Last year Congress passed a measure to help rural hospitals stay afloat, and now they're urging the Biden administration to implement it.
Rural hospitals have been struggling financially for years, with more than 130 closing since 2010. "Those closures have devastated local communities, resulting in long drives for emergency care, worse health outcomes for residents and job losses for the surrounding area," reports Alexandra Ellerbeck of The Washington Post. "An influx of federal aid to rural hospitals during the pandemic has not been enough to halt the trend. Last year was a record year for closures, even as rural communities relied on their hospitals more than ever for Covid-19 care and vaccination outreach."
Surviving rural hospitals rely on Medicare reimbursements, but in order to receive it they must maintain expensive inpatient beds so they can still be classified as hospitals, Ellerbeck reports. But many rural hospitals don't need the beds, since locals tend to go to bigger, urban hospitals for inpatient procedures. The average rural hospital makes about 80 percent of its patient revenue from outpatient procedures.
That's where the new measure comes in, which establishes a new category called the rural emergency hospital. "The new model, which will go into effect in 2023, is aimed at maintaining at least some access to care, especially in places where the local hospital might otherwise close," Ellerbeck reports. "It will allow existing small rural hospitals and critical access hospitals to forgo inpatient care and convert into a new type of stand-alone emergency room and outpatient service center that can quickly transfer patients, if needed, to the closest trauma centers."
Earlier this month, the program's sponsor, Sen. Chuck Grassley, R-Iowa, and Sen.

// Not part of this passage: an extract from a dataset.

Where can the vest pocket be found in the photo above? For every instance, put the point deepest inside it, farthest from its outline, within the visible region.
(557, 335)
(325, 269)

Amy Klobuchar, D-Minn., sent an open letter to the administrator of the Centers for Medicare & Medicaid Services, asking that she spearhead the implementation of the new measure as soon as possible.
Some hospital administrators told Ellerbeck they aren't sure the new model is generous enough to be worth it, since converting has costs. The new model could help rural hospitals, though, said George Pink, a rural health expert at the University of North Carolina. He told Ellerbeck it adds a middle ground between inpatient hospitals and primary-care facilities.
About 68 hospitals in the U.S. would likely convert to the new model, but it could take a while for the notion to catch on, according to preliminary research from Pink and other UNC researchers. "Brock Slabach, of the National Rural Health Association, said that rural emergency hospitals may come to play a bigger role over the long-term," Ellerbeck reports. "The last time Congress created a new category for rural health care, with critical access hospitals in 1997, few hospitals adopted the new designation right off the bat. Now, there are 1,300."